Quando essa cidade se sente à vontade para ''falar'' - através do resultado do trabalho de pesquisa do autor, doutor em Desenho Urbano no Joint Centre for Urban Design/Oxford Polytechnic (Inglaterra) - o leitor descobre a sua intimidade.
Londrina aparece diferente e não apenas cortejada por uma afamada colonização inglesa, que na realidade só contou com sete representantes dos súditos da rainha, mas que entre os 31 grupos étnicos de colonizadores teve 1.823 brasileiros.
Lançado ontem, no Museu Histórico de Londrina, o livro patrocinado pelo Programa Municipal de Incentivo à Cultura (Promic), deve ser distribuídos em bibliotecas, pretendendo abrir novas discussões sobre as paisagens da cidade, cenário que não é feito somente de cimento armado, mas de toda cultura londrinense.
Uma cultura que não atendeu à planta inicial de autoria de Alexandre Razgulaeff, em 1932. Formado em 1914 pelo Instituto de Geodesia Constantino de Moscou, ele não sucumbiu ao modismo dos traçados sinuosos, comuns nos bairros novos paulistanos da década de 20, optando pelo traço ortogonal, modelo mais rude e que empurrou a floresta para dar lugar a uma cidade com vocação cosmopolita.
Uma cidade que, no papel, seria de alamedas e jardins mas que, dona de si, e não obedecendo aos projetistas, inventou que queria ter praças. ''O mais importante é perceber que o olhar é que define a construção de uma cidade'', explifica Yamaki, derrubando entre outros mitos o de que a pavimentação da Praça Rocha Pombo seguiu os caminhos feitos pelos pedestres.
Entre o acervo de fotografias do livro, algumas são inéditas, como a da Praça Floriano Peixoto.
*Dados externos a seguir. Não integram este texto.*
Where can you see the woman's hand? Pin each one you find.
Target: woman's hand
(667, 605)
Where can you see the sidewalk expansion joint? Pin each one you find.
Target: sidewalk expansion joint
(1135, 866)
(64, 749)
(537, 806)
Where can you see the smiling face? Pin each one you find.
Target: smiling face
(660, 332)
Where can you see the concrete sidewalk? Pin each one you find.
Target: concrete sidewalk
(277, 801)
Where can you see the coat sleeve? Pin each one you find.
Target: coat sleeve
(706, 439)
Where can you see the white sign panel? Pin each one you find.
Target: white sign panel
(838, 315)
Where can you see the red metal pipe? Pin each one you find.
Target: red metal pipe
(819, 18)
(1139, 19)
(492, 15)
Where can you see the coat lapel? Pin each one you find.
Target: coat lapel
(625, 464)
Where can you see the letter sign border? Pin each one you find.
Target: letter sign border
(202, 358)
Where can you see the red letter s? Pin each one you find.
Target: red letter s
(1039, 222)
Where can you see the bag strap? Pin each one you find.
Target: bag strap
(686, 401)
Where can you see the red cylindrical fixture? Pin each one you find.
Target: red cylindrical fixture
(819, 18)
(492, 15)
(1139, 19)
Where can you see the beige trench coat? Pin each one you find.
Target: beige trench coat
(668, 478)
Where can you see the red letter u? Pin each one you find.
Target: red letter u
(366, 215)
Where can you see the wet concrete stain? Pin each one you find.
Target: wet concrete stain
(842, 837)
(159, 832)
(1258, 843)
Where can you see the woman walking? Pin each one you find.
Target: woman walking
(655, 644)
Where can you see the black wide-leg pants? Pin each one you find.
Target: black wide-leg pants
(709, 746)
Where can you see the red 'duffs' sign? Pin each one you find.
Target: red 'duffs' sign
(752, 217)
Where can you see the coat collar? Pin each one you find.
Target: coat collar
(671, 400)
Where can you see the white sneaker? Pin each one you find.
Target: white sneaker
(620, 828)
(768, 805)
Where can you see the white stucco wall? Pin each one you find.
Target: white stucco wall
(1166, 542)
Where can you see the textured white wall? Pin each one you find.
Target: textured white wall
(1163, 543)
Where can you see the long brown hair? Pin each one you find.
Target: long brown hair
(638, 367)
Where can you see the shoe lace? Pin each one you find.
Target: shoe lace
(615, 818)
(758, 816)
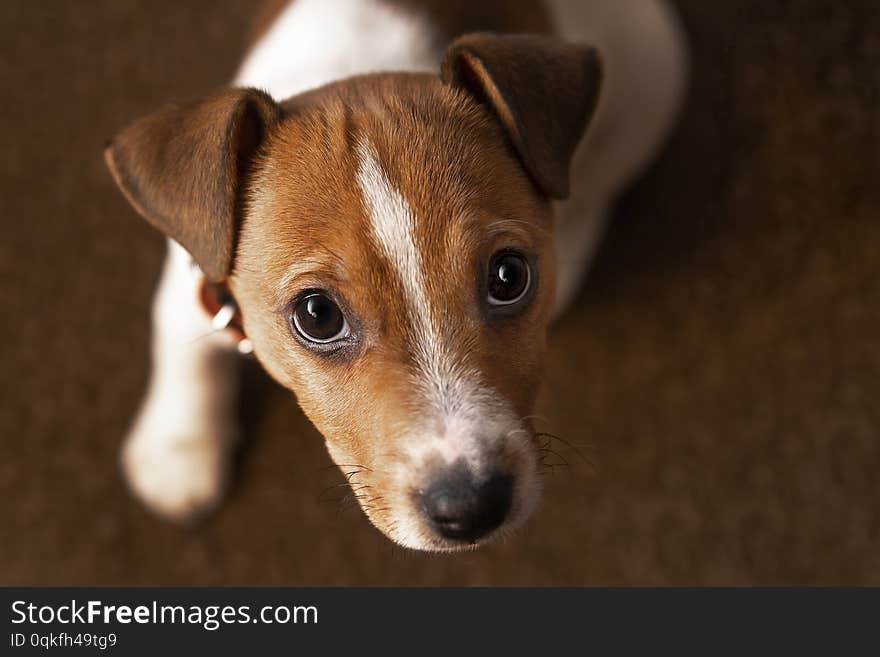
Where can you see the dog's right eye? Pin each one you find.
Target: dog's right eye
(317, 318)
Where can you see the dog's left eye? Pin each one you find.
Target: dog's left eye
(317, 318)
(509, 278)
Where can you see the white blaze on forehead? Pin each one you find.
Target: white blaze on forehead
(393, 226)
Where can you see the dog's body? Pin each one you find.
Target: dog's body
(361, 178)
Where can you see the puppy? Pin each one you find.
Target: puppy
(388, 207)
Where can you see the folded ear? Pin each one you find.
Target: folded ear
(543, 90)
(184, 168)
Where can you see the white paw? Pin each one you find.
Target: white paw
(180, 479)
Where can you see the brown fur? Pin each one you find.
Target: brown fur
(544, 92)
(183, 167)
(451, 162)
(276, 187)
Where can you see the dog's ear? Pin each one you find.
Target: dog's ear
(185, 166)
(543, 90)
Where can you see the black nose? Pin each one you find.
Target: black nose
(464, 509)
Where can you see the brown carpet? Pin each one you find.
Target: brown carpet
(721, 368)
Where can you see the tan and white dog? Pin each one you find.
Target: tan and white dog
(398, 197)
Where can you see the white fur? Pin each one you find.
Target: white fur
(644, 71)
(472, 420)
(393, 227)
(176, 455)
(314, 42)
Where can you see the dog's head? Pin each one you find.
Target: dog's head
(389, 241)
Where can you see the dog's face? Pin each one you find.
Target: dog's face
(411, 320)
(393, 261)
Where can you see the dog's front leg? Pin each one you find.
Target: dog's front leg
(177, 455)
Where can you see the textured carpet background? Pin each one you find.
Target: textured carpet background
(721, 368)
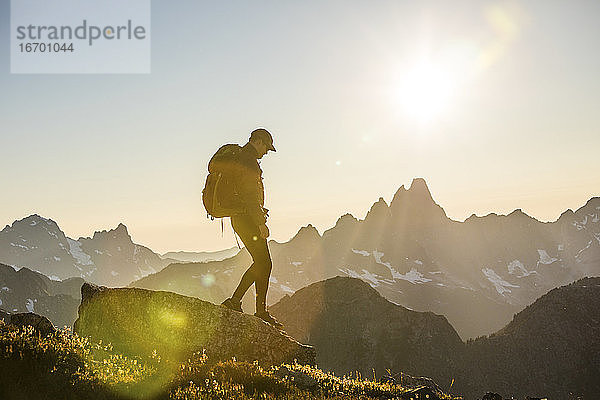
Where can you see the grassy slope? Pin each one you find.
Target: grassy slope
(67, 366)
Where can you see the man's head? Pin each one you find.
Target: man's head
(262, 141)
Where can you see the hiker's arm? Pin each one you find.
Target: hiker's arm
(249, 190)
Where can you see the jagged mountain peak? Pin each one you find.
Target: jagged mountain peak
(34, 220)
(346, 219)
(306, 233)
(379, 211)
(120, 233)
(418, 192)
(416, 203)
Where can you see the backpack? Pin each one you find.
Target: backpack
(219, 195)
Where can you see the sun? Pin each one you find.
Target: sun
(426, 92)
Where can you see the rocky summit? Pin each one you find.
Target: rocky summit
(139, 321)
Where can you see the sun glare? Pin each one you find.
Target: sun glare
(426, 92)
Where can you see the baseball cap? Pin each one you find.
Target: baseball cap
(265, 136)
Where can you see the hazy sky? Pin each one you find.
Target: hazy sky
(495, 104)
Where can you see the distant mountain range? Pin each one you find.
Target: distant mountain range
(28, 291)
(478, 273)
(202, 256)
(109, 257)
(551, 348)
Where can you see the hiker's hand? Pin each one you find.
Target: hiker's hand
(264, 231)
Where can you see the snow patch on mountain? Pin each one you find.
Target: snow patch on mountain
(29, 305)
(362, 252)
(500, 284)
(413, 276)
(287, 289)
(517, 268)
(372, 279)
(545, 258)
(75, 249)
(585, 248)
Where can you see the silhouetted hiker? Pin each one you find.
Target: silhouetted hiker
(236, 190)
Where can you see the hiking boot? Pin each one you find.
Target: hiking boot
(233, 304)
(269, 319)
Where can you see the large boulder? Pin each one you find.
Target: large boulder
(139, 321)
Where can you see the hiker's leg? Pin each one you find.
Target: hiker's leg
(263, 267)
(247, 280)
(247, 232)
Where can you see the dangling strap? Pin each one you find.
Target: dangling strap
(235, 236)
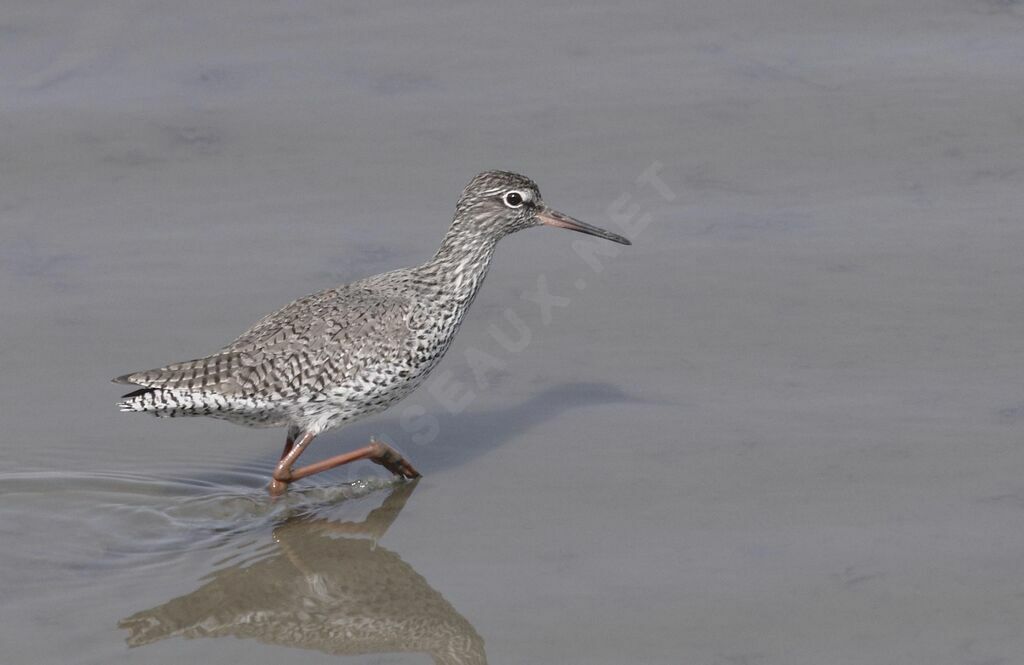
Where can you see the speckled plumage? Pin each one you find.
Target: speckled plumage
(352, 350)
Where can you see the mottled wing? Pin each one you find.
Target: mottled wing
(315, 342)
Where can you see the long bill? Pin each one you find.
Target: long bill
(555, 218)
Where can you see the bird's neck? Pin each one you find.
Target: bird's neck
(461, 263)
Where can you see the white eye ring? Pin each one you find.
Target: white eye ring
(515, 199)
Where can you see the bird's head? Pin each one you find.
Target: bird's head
(499, 203)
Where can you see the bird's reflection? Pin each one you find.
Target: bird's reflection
(326, 586)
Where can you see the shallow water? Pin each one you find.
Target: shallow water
(783, 427)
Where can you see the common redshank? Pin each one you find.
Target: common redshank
(355, 349)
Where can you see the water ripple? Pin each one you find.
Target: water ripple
(100, 521)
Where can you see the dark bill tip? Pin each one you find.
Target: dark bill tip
(555, 218)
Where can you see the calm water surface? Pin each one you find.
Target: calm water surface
(784, 427)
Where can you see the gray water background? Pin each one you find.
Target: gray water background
(785, 427)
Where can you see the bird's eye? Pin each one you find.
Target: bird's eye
(513, 199)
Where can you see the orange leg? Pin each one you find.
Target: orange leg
(376, 452)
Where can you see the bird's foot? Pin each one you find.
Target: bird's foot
(392, 460)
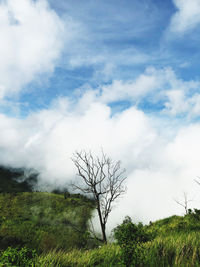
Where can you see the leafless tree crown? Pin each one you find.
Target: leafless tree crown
(101, 177)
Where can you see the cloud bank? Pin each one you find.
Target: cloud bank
(161, 162)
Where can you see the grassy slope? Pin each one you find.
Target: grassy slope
(176, 243)
(43, 221)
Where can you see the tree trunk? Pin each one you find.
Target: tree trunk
(103, 227)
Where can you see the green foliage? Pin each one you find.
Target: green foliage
(22, 257)
(105, 256)
(131, 238)
(13, 180)
(43, 221)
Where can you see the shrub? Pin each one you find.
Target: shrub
(131, 237)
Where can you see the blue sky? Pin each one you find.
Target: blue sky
(114, 40)
(122, 75)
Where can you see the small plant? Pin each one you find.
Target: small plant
(131, 237)
(22, 257)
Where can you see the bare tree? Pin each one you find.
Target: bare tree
(184, 203)
(103, 179)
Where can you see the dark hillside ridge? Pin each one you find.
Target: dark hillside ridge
(14, 180)
(44, 221)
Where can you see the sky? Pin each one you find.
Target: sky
(118, 75)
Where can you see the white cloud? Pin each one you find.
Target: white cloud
(31, 41)
(159, 84)
(159, 166)
(186, 17)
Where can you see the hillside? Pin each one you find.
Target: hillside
(16, 180)
(43, 221)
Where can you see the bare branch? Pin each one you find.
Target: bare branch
(103, 178)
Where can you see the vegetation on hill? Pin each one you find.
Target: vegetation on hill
(44, 221)
(16, 180)
(51, 229)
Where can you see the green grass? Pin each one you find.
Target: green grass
(43, 221)
(105, 256)
(173, 250)
(170, 251)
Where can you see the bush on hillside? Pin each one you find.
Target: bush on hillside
(131, 238)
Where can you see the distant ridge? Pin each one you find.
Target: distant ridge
(13, 180)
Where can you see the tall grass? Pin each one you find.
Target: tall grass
(180, 249)
(105, 256)
(170, 251)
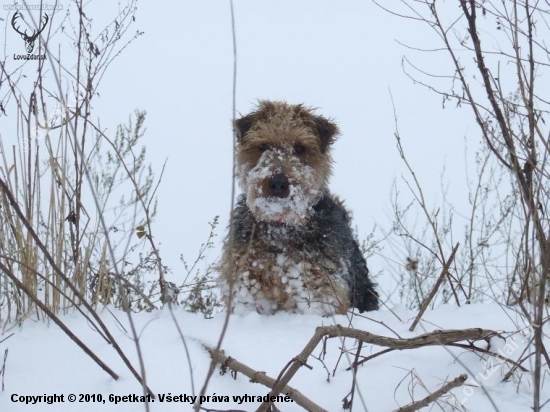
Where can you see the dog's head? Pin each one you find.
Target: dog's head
(283, 160)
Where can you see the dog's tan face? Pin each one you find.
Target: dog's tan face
(283, 160)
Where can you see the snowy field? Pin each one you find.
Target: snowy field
(44, 361)
(344, 58)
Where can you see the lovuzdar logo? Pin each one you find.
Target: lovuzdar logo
(29, 39)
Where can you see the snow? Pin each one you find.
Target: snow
(42, 360)
(321, 53)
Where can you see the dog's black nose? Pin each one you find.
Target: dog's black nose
(278, 185)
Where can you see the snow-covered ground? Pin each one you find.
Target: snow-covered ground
(342, 57)
(42, 360)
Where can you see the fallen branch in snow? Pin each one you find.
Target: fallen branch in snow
(434, 290)
(436, 338)
(261, 377)
(458, 381)
(99, 324)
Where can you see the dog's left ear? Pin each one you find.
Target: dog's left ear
(327, 131)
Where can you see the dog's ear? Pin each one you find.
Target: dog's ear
(243, 125)
(327, 131)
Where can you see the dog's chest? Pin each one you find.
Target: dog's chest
(289, 278)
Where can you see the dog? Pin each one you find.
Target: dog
(290, 245)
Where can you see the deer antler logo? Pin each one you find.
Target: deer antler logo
(29, 40)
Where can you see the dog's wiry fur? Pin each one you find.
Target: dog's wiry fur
(290, 245)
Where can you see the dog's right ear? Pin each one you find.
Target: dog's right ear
(243, 125)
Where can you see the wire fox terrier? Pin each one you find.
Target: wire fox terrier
(290, 245)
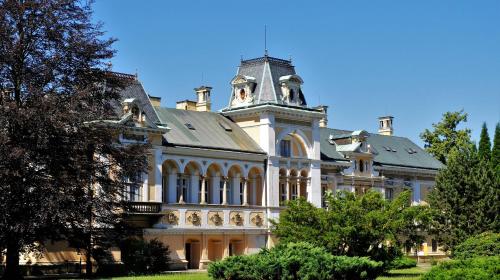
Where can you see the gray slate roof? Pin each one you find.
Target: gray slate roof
(420, 159)
(136, 90)
(267, 70)
(209, 131)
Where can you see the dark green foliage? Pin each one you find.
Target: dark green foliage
(295, 261)
(402, 262)
(495, 151)
(483, 245)
(446, 135)
(465, 199)
(354, 225)
(53, 65)
(480, 268)
(484, 149)
(144, 257)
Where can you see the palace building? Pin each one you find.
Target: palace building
(215, 178)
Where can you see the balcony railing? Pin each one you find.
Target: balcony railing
(145, 207)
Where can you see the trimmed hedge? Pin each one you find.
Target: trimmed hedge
(482, 245)
(487, 268)
(402, 262)
(295, 261)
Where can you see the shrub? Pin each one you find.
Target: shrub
(482, 245)
(402, 262)
(295, 261)
(479, 268)
(144, 257)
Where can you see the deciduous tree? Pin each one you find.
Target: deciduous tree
(445, 135)
(54, 169)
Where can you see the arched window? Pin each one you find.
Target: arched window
(243, 94)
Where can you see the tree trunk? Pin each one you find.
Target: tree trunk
(12, 269)
(88, 263)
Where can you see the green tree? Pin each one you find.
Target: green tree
(446, 135)
(465, 198)
(495, 152)
(484, 149)
(52, 70)
(352, 225)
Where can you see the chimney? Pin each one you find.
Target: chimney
(203, 103)
(323, 122)
(155, 100)
(385, 126)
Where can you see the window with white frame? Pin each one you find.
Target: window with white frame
(285, 148)
(133, 190)
(282, 192)
(389, 193)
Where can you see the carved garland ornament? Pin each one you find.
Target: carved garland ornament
(238, 219)
(257, 220)
(170, 218)
(195, 219)
(216, 219)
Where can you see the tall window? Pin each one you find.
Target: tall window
(285, 148)
(434, 245)
(293, 193)
(221, 191)
(323, 195)
(282, 192)
(389, 194)
(164, 187)
(182, 186)
(133, 187)
(241, 192)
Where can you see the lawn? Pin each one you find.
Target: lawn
(409, 273)
(397, 274)
(170, 276)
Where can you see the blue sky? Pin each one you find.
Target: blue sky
(414, 60)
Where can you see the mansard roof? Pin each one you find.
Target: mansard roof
(207, 130)
(266, 72)
(391, 150)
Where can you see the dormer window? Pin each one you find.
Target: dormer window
(243, 94)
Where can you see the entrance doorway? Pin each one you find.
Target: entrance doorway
(192, 253)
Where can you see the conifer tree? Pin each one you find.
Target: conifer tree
(484, 149)
(495, 152)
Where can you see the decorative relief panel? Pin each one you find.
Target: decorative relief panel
(193, 218)
(257, 218)
(170, 218)
(236, 218)
(215, 218)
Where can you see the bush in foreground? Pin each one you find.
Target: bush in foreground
(295, 261)
(144, 257)
(482, 245)
(402, 262)
(487, 268)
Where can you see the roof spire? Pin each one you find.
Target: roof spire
(265, 40)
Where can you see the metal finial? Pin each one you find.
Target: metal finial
(265, 40)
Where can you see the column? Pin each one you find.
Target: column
(203, 190)
(204, 261)
(245, 191)
(180, 188)
(416, 191)
(224, 191)
(158, 193)
(288, 188)
(299, 181)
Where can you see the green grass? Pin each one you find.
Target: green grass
(170, 276)
(413, 273)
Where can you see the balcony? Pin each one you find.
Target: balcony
(144, 207)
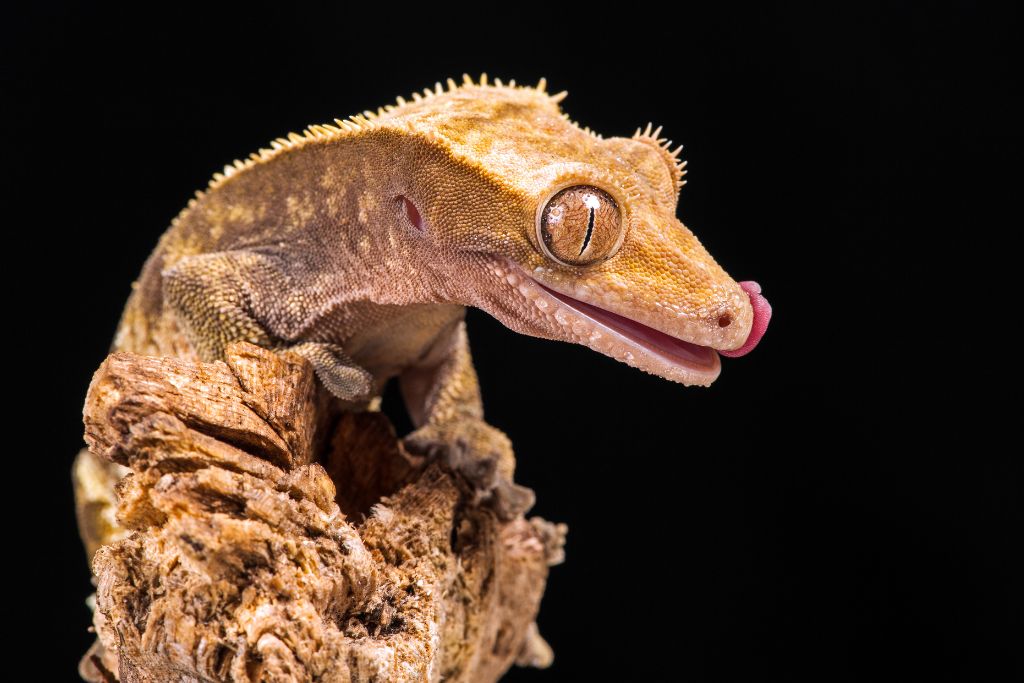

Cenário conhecido, mas que no passado, além de emoldurar a matriz, o jardim florido empurrava a floresta.
Modismos como o frequentar a Avenida Rio de Janeiro num época em que era comum a cobrança de 5 cruzeiros por um passeio de charrete, valor que dobrava em dias de chuva, ilustram essa cidade que emerge da pesquisa, onde a cozinha dos pioneiros, em 1931, esperou pela visita do príncipe de Gales, fato que nunca aconteceu. São alguns dos detalhes assinalados por Yamaki, que arquitetou um resgate histórico, que conseguiu vencer de certa forma, as artimanhas dos mitos.

Serviço:
- Livro ''Labirinto da Memória - Paisagens de Londrina'', Humberto Yamaki.